Member Marty Kotis agreed, citing administrative bloat and cost-cutting.

“Let’s say you take the DEI efforts with approximately 37 employees in that category and you use an average of $100,000 a pop for fully loaded cost, that’s $3.7 million — that could be 370 $10,000 scholarships or stipends,” Kotis said.

“You’ve heard us say a lot about cutting cost, whether it’s roofing or other items. But mission creep and administrative bloat is another area where we need to target and make sure we’re addressing root problems rather than masking them. And I think that the sentiment from a lot of folks around the state is that DEI is causing more divisiveness than coherence at the university level.”

An August 2022 report published by the James G. Martin Center said, “North Carolina State University, with their 36 DEI administrators, and UNC-Chapel Hill, with 35, top the list, spending over $3 million each on DEI administrator salaries.”

Trustee Ralph Meekins urged the BOT to wait and see what the BOG instructs them to do.

“I tend to agree 100% with what Trustee Blaine said, particularly with respect to contingency planning and taking a look at where we have allocated funds in our budget to DEI efforts,” said Trustee and meeting chair Dave Boliek. “If there is a change in policy that funds it, we should be prepared.”

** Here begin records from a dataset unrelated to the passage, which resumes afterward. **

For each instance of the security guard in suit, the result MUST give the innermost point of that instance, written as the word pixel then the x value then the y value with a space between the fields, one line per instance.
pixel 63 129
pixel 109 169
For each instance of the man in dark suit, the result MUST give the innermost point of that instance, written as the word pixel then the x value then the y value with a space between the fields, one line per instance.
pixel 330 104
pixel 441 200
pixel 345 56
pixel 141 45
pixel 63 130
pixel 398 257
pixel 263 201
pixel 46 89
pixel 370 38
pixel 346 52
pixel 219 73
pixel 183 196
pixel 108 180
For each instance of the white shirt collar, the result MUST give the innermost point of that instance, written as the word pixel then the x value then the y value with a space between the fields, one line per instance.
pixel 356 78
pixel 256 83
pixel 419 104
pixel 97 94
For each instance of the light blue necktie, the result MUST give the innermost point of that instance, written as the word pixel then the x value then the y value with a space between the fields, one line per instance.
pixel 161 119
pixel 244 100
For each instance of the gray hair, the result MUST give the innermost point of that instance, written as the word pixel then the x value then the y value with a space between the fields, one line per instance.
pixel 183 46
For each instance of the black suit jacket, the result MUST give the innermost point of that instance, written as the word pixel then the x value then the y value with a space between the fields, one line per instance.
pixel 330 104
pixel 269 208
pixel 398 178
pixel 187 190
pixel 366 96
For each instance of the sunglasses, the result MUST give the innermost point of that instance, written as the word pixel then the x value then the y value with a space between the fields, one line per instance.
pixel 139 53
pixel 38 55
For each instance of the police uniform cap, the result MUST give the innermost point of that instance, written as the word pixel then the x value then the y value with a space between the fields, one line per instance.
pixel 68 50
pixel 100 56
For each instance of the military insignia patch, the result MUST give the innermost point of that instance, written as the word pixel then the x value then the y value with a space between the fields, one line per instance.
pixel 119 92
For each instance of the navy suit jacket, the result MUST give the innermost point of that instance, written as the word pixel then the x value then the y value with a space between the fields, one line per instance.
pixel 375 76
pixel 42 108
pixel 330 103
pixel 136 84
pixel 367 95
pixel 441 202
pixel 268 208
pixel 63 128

Boliek said his “personal belief” is that DEI, as well as critical race theory, have “caused more distrust in higher education than any other effort in modern times.”

Meekins pushed back again, citing a memo from the BOG to the BOT “telling us to stay in our lane” and wait for direction from the BOG.

Meekins then brought up the UNC Strategic Plan, noting “a significant part of it” talks about “the importance of DEI,” and the BOT shouldn’t “all of the sudden change that opinion.”

Kotis expressed concern over mounting legal costs related to lawsuits involving discrimination and preferential treatment, and he mentioned the case brought by Students For Fair Admissions (SFFA) against Harvard University and UNC Chapel Hill. In June 2023, the U.S. Supreme Court ruled in favor of SFFA, effectively ending race-based admissions.

Later in the meeting, Mark McNeilly, a professor of practice of marketing and organizational behavior at UNC’s Kenan-Flagler Business School, gave a presentation and related remarks about the Strategic Plan.

McNeilly referred to remarks made to the BOT by noted social psychologist Jonathan Haidt, who believes universities are confused about their actual mission to pursue truth or other missions like social justice.

“They are in conflict because one pursues an ideological mission; there is motivated reasoning that affects what is taught and how research is performed and what findings are allowed to be published,” said McNeilly. “There are data that UNC may have this issue.”

McNeilly gave the example that UNC’s current strategic plan mentions “diversity 29 times, equity 28 times, and inclusion 25 times,” but mentions truth only once. The school’s course catalog shows a search for gender returned “394 course results, diversity over 200 results, race 189, critical theory 92,” yet the word “civic” only returned 10 courses.

McNeilly warned the “ideological lens” risks a loss of public trust and suggested building a new Strategic Plan built on the “pursuit of truth.”